If a supervisor sees a guard leaning against a wall or, worse, sitting to eat something, they yell at them and call them out in front of all the guards at all-staff meetings.


Everyone’s afraid of the supervisor. Once, Érika says, he found a coworker eating tacos at the students’ food court. He grabbed the guard by the collar and shouted, “Stand up!” taunting the guard in front of the students, who began to laugh.



“They don’t respect employees,” says Érika, “They just tell us, “our office is full of people who want to work.” But we’re not slaves either, we have our rights.”


Érika calculates her salary like someone who’s used to counting every cent. After two weeks, plus four extra days of work, “My first paycheck was for $105.52,” she says, “I know that’s not even minimum wage. We know the university pays about $900 for each guard each month, and we’re not even getting our full $350.

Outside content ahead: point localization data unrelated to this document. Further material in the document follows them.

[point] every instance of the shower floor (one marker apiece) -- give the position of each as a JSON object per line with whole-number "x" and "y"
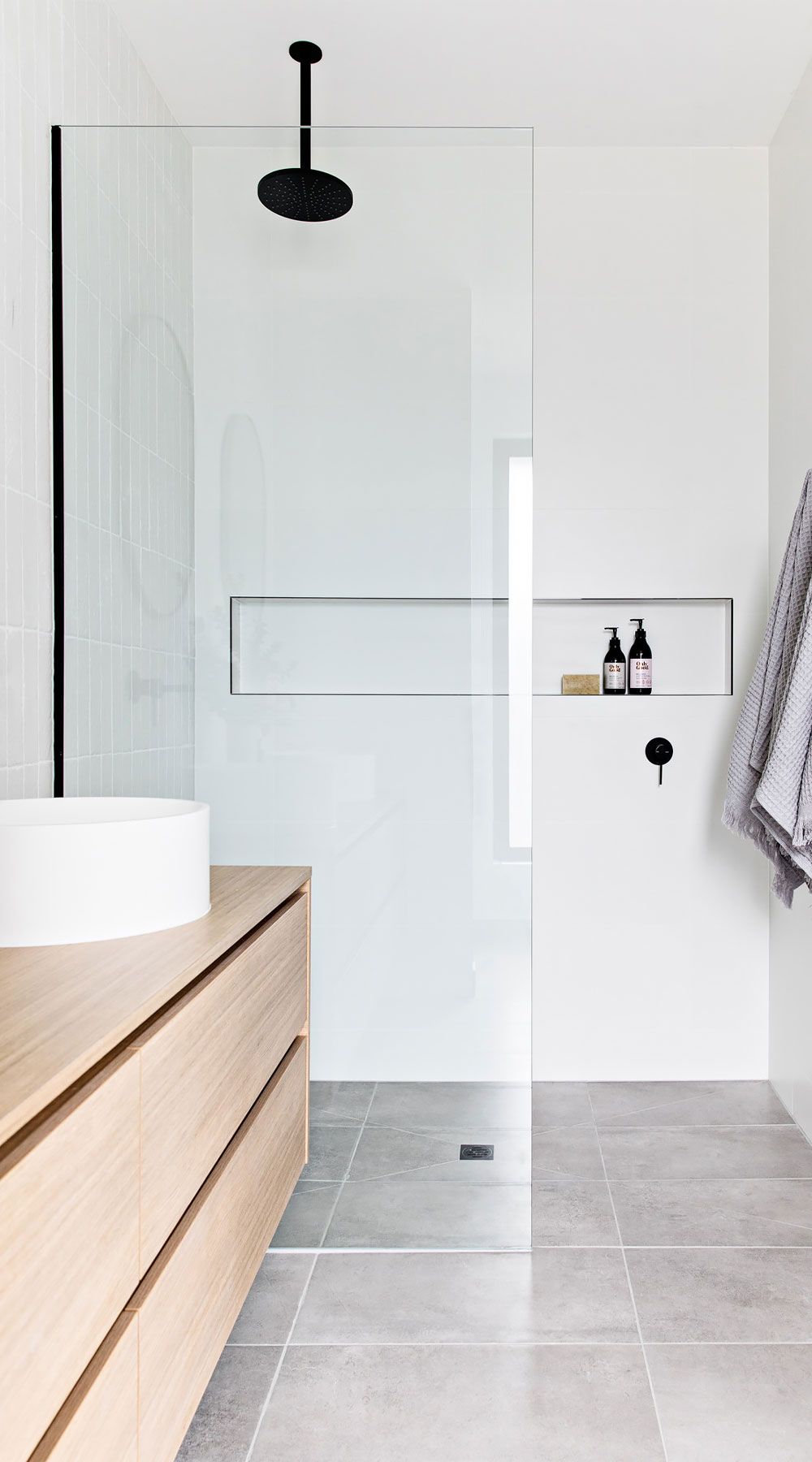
{"x": 662, "y": 1315}
{"x": 386, "y": 1173}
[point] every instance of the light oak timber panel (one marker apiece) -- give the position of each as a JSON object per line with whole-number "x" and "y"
{"x": 63, "y": 1008}
{"x": 100, "y": 1420}
{"x": 190, "y": 1299}
{"x": 206, "y": 1060}
{"x": 69, "y": 1231}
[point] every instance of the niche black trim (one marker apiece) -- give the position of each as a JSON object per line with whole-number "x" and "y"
{"x": 58, "y": 376}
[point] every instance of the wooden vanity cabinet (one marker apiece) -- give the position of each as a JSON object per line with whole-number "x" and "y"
{"x": 136, "y": 1206}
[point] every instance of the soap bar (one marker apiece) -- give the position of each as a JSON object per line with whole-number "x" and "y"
{"x": 580, "y": 685}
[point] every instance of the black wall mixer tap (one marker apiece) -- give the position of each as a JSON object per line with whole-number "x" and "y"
{"x": 659, "y": 752}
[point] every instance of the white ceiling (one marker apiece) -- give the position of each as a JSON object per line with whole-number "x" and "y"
{"x": 581, "y": 72}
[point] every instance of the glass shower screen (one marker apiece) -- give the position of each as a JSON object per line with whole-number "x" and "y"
{"x": 362, "y": 528}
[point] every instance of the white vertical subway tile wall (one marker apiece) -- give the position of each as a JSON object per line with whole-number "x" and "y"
{"x": 73, "y": 63}
{"x": 129, "y": 539}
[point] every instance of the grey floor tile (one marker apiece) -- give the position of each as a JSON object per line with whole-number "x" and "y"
{"x": 330, "y": 1151}
{"x": 450, "y": 1105}
{"x": 227, "y": 1417}
{"x": 685, "y": 1104}
{"x": 551, "y": 1295}
{"x": 561, "y": 1104}
{"x": 270, "y": 1306}
{"x": 567, "y": 1153}
{"x": 736, "y": 1211}
{"x": 577, "y": 1211}
{"x": 722, "y": 1294}
{"x": 460, "y": 1404}
{"x": 339, "y": 1101}
{"x": 391, "y": 1153}
{"x": 307, "y": 1215}
{"x": 707, "y": 1153}
{"x": 733, "y": 1403}
{"x": 405, "y": 1213}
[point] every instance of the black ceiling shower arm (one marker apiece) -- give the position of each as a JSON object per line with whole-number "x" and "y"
{"x": 304, "y": 193}
{"x": 307, "y": 54}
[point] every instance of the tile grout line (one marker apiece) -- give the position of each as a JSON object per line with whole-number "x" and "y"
{"x": 514, "y": 1345}
{"x": 630, "y": 1288}
{"x": 342, "y": 1184}
{"x": 316, "y": 1249}
{"x": 278, "y": 1367}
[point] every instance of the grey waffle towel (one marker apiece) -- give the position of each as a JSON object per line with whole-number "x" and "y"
{"x": 770, "y": 776}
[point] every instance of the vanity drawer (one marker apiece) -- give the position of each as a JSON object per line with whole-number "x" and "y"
{"x": 100, "y": 1418}
{"x": 192, "y": 1295}
{"x": 69, "y": 1243}
{"x": 206, "y": 1060}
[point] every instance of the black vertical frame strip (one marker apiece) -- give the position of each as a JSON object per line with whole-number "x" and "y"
{"x": 58, "y": 374}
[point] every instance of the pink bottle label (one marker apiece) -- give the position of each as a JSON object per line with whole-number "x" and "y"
{"x": 640, "y": 674}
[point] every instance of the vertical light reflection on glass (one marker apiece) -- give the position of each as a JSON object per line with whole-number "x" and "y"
{"x": 520, "y": 650}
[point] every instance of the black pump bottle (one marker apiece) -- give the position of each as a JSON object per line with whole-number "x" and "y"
{"x": 614, "y": 665}
{"x": 640, "y": 663}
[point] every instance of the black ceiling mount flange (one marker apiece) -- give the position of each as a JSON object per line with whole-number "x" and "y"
{"x": 304, "y": 193}
{"x": 305, "y": 51}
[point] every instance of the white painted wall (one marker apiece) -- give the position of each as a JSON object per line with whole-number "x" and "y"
{"x": 58, "y": 63}
{"x": 790, "y": 458}
{"x": 650, "y": 921}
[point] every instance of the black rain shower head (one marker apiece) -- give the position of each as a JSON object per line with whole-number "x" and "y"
{"x": 303, "y": 192}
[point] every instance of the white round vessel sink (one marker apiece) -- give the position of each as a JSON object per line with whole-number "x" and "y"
{"x": 80, "y": 869}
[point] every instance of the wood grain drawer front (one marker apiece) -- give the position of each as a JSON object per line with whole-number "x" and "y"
{"x": 69, "y": 1243}
{"x": 206, "y": 1060}
{"x": 100, "y": 1418}
{"x": 192, "y": 1295}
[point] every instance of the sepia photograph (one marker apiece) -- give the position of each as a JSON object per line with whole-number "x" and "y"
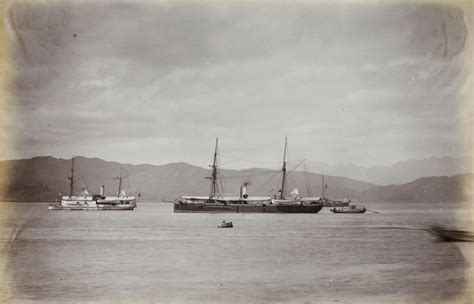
{"x": 236, "y": 152}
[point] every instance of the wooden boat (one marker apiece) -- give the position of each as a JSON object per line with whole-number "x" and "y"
{"x": 451, "y": 235}
{"x": 225, "y": 224}
{"x": 349, "y": 209}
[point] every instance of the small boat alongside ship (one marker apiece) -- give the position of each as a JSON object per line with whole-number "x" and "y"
{"x": 349, "y": 209}
{"x": 244, "y": 203}
{"x": 85, "y": 201}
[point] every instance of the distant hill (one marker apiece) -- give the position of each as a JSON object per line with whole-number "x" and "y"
{"x": 42, "y": 178}
{"x": 425, "y": 189}
{"x": 398, "y": 173}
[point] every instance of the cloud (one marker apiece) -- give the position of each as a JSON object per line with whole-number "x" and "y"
{"x": 346, "y": 82}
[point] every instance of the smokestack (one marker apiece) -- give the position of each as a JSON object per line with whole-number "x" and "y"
{"x": 243, "y": 191}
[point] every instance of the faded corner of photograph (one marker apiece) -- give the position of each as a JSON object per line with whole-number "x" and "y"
{"x": 236, "y": 152}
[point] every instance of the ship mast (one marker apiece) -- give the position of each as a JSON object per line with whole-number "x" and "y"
{"x": 71, "y": 179}
{"x": 214, "y": 174}
{"x": 322, "y": 184}
{"x": 284, "y": 172}
{"x": 120, "y": 182}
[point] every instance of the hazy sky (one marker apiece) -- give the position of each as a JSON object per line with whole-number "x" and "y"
{"x": 157, "y": 82}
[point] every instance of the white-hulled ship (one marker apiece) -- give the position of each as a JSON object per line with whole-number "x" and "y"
{"x": 85, "y": 201}
{"x": 244, "y": 203}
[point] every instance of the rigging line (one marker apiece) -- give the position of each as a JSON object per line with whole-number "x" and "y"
{"x": 295, "y": 167}
{"x": 248, "y": 175}
{"x": 260, "y": 186}
{"x": 249, "y": 160}
{"x": 186, "y": 182}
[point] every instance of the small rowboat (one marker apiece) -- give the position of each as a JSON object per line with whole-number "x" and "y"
{"x": 225, "y": 224}
{"x": 350, "y": 209}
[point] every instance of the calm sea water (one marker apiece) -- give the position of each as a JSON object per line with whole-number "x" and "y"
{"x": 154, "y": 255}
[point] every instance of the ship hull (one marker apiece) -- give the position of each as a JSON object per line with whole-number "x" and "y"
{"x": 243, "y": 208}
{"x": 93, "y": 207}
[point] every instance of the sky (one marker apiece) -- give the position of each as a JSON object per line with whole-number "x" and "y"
{"x": 370, "y": 84}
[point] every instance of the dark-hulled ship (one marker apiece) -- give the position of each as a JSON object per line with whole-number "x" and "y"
{"x": 244, "y": 203}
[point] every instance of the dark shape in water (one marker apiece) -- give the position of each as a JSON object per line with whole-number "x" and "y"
{"x": 350, "y": 209}
{"x": 225, "y": 224}
{"x": 451, "y": 235}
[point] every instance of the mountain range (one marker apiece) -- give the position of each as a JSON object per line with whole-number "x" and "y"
{"x": 397, "y": 173}
{"x": 42, "y": 178}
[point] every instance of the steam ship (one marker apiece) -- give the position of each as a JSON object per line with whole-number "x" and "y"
{"x": 245, "y": 203}
{"x": 85, "y": 201}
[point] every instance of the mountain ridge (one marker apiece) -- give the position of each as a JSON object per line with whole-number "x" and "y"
{"x": 43, "y": 177}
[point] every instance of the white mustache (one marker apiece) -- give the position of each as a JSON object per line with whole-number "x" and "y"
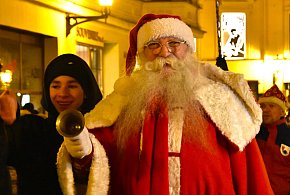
{"x": 159, "y": 63}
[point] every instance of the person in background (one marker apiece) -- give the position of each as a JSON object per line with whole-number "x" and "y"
{"x": 8, "y": 114}
{"x": 34, "y": 141}
{"x": 28, "y": 108}
{"x": 176, "y": 125}
{"x": 274, "y": 140}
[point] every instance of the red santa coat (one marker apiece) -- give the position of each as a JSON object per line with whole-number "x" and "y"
{"x": 219, "y": 169}
{"x": 231, "y": 164}
{"x": 271, "y": 139}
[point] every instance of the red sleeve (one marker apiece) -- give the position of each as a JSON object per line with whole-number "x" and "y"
{"x": 81, "y": 168}
{"x": 254, "y": 178}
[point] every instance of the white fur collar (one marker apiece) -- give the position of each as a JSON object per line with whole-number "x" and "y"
{"x": 99, "y": 171}
{"x": 226, "y": 98}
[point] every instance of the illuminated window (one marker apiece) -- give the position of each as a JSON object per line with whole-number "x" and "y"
{"x": 233, "y": 35}
{"x": 93, "y": 56}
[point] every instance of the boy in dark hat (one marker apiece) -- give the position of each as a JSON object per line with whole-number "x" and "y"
{"x": 176, "y": 126}
{"x": 274, "y": 140}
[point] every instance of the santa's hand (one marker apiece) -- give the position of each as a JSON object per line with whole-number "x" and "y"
{"x": 80, "y": 145}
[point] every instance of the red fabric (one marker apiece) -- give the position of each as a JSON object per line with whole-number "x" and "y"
{"x": 278, "y": 166}
{"x": 132, "y": 51}
{"x": 218, "y": 168}
{"x": 275, "y": 92}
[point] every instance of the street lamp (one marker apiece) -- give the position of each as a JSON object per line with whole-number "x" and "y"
{"x": 104, "y": 14}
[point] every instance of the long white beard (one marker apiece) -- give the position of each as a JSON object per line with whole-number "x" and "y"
{"x": 170, "y": 81}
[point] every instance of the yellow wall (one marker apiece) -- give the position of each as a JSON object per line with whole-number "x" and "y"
{"x": 48, "y": 18}
{"x": 267, "y": 39}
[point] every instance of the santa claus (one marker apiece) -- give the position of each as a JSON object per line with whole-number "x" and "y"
{"x": 174, "y": 125}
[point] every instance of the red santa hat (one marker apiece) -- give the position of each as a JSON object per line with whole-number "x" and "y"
{"x": 274, "y": 95}
{"x": 151, "y": 27}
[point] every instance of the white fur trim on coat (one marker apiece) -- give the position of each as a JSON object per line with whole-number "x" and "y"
{"x": 98, "y": 182}
{"x": 225, "y": 96}
{"x": 231, "y": 105}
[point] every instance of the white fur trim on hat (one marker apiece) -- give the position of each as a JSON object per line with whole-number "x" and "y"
{"x": 274, "y": 100}
{"x": 164, "y": 27}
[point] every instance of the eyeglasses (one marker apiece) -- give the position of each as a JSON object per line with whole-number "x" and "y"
{"x": 170, "y": 45}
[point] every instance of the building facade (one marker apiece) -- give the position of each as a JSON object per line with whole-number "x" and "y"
{"x": 33, "y": 32}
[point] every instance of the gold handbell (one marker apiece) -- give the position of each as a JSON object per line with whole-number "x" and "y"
{"x": 284, "y": 149}
{"x": 6, "y": 79}
{"x": 70, "y": 123}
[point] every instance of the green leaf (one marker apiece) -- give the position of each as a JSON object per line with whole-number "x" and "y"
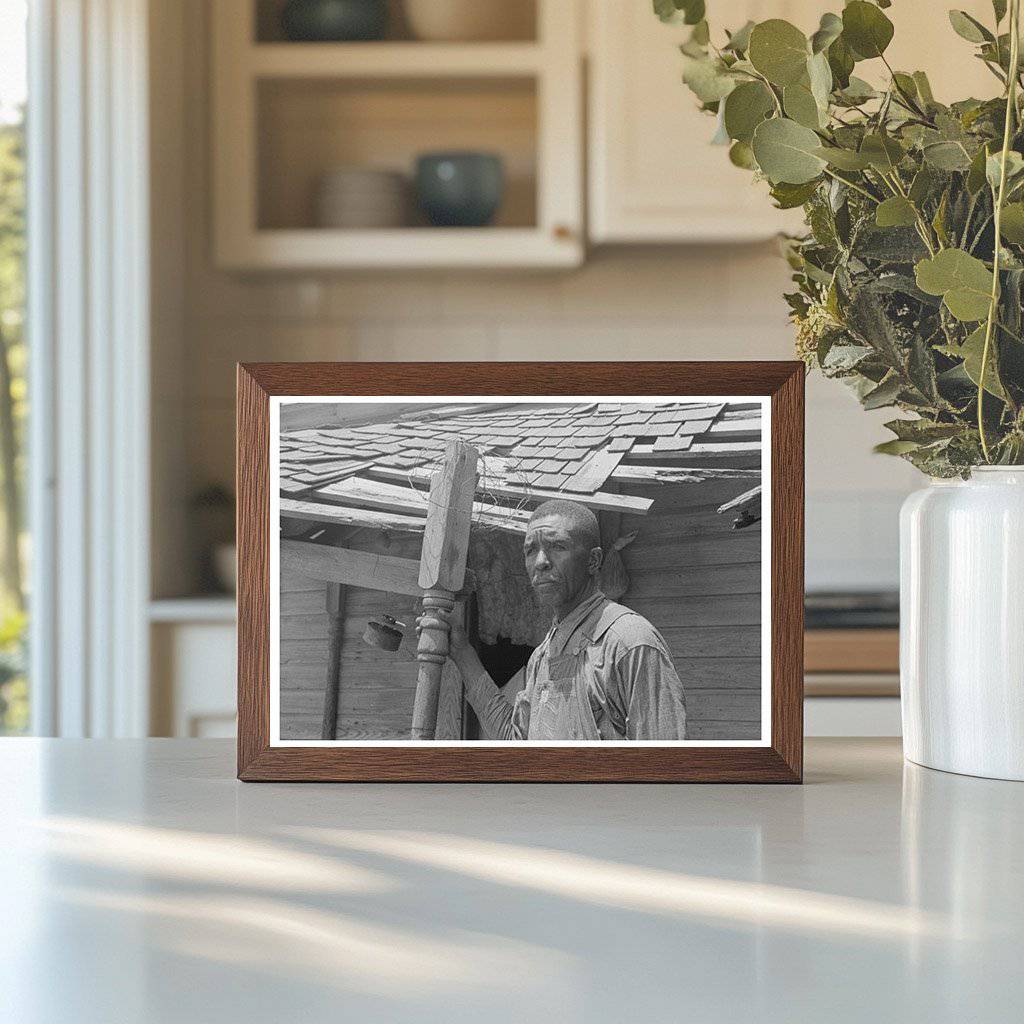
{"x": 745, "y": 108}
{"x": 866, "y": 30}
{"x": 666, "y": 10}
{"x": 963, "y": 281}
{"x": 739, "y": 41}
{"x": 829, "y": 30}
{"x": 845, "y": 160}
{"x": 740, "y": 155}
{"x": 922, "y": 185}
{"x": 801, "y": 107}
{"x": 895, "y": 446}
{"x": 976, "y": 173}
{"x": 707, "y": 79}
{"x": 968, "y": 28}
{"x": 841, "y": 62}
{"x": 924, "y": 86}
{"x": 971, "y": 352}
{"x": 883, "y": 152}
{"x": 786, "y": 152}
{"x": 1012, "y": 223}
{"x": 687, "y": 11}
{"x": 788, "y": 197}
{"x": 885, "y": 394}
{"x": 895, "y": 212}
{"x": 1015, "y": 166}
{"x": 819, "y": 76}
{"x": 857, "y": 91}
{"x": 923, "y": 431}
{"x": 778, "y": 50}
{"x": 947, "y": 156}
{"x": 939, "y": 220}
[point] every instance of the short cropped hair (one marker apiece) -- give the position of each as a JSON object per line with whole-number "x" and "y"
{"x": 582, "y": 520}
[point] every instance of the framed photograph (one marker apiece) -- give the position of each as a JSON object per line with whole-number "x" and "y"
{"x": 520, "y": 571}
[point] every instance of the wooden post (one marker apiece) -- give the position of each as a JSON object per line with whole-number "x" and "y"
{"x": 336, "y": 632}
{"x": 442, "y": 572}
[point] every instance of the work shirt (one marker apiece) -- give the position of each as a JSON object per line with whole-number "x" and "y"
{"x": 603, "y": 672}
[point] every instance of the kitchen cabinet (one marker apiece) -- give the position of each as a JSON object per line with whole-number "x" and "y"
{"x": 653, "y": 175}
{"x": 288, "y": 114}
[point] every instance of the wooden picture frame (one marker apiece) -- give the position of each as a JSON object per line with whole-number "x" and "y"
{"x": 778, "y": 758}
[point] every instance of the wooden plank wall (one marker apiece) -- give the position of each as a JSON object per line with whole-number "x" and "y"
{"x": 690, "y": 573}
{"x": 698, "y": 581}
{"x": 377, "y": 686}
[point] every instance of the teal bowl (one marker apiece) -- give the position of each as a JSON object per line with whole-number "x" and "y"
{"x": 460, "y": 189}
{"x": 334, "y": 20}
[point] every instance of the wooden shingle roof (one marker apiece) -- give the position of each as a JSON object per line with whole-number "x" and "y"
{"x": 527, "y": 453}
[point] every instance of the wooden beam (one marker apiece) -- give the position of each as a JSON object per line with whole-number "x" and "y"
{"x": 336, "y": 638}
{"x": 442, "y": 572}
{"x": 337, "y": 515}
{"x": 353, "y": 568}
{"x": 601, "y": 501}
{"x": 452, "y": 693}
{"x": 750, "y": 426}
{"x": 747, "y": 498}
{"x": 400, "y": 498}
{"x": 680, "y": 474}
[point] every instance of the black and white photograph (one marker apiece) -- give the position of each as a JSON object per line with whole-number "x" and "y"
{"x": 518, "y": 570}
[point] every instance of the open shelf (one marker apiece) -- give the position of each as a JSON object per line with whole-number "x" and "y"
{"x": 520, "y": 23}
{"x": 392, "y": 59}
{"x": 308, "y": 127}
{"x": 286, "y": 114}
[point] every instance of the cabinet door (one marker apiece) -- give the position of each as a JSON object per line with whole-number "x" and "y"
{"x": 653, "y": 174}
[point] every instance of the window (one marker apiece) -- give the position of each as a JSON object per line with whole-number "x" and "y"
{"x": 13, "y": 404}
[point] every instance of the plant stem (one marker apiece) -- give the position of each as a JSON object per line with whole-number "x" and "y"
{"x": 997, "y": 217}
{"x": 853, "y": 185}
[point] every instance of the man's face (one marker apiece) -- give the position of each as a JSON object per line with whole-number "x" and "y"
{"x": 558, "y": 563}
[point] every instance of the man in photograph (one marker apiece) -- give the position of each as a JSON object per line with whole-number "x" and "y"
{"x": 602, "y": 672}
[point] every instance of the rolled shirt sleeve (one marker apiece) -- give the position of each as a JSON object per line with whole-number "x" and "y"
{"x": 655, "y": 707}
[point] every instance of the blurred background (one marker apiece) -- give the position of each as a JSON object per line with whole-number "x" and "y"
{"x": 360, "y": 179}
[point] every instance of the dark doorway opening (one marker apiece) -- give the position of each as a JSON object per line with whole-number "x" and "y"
{"x": 503, "y": 659}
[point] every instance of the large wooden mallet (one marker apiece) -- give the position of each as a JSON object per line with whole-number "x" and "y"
{"x": 442, "y": 572}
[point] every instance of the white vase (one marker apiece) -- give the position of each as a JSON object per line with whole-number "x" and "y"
{"x": 962, "y": 624}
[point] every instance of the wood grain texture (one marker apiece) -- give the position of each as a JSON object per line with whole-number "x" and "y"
{"x": 780, "y": 762}
{"x": 852, "y": 650}
{"x": 354, "y": 568}
{"x": 336, "y": 638}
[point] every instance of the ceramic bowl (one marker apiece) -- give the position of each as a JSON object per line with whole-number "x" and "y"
{"x": 334, "y": 20}
{"x": 460, "y": 189}
{"x": 361, "y": 198}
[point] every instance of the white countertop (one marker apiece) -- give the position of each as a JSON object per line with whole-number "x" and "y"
{"x": 140, "y": 882}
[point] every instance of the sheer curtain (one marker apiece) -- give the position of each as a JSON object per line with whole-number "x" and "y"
{"x": 88, "y": 336}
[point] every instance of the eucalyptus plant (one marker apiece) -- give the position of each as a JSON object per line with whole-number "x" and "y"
{"x": 909, "y": 280}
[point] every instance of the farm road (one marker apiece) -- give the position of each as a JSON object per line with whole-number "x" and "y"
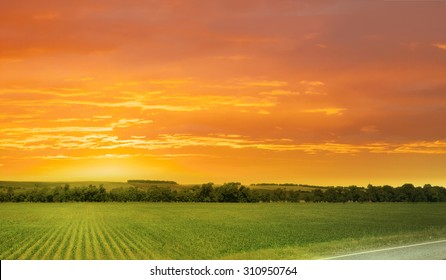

“This month I was supposed to get $260, but because of the projector and the reductions I went home with only $208, and that’s barely enough for food.”



“I told one of my friends, I don’t know who should feel more ashamed – them for depositing so little into my account or me for going to get it.”


When money is only enough for necessities, it’s serious when companies don’t pay on time. Last week’s paycheck was one day late. “Everyone was angry,” she says, “My coworker had to borrow money because she didn’t have the 50 cent fare to get home.”


This young security guard has almost given up on her dreams. Although she only finished elementary school, she thinks she would like to study nursing someday. But when she only has Sunday free to rest or study, she says it’s not possible. Now, she’s put her hope in her younger sister, the only one in her family who has made it to high school.


Maybe Érika’s sacrifices will make her sister’s dreams come true. Maybe this tiring work will be worth it. Érika still dreams of a day where she could work only eight hours a day, spending more time with her family and friends. But she isn’t looking for a new job.


“Just think about how long it took me to find this job!” she says. “It’s hard sometimes,” she says, “but there really isn’t any other choice.”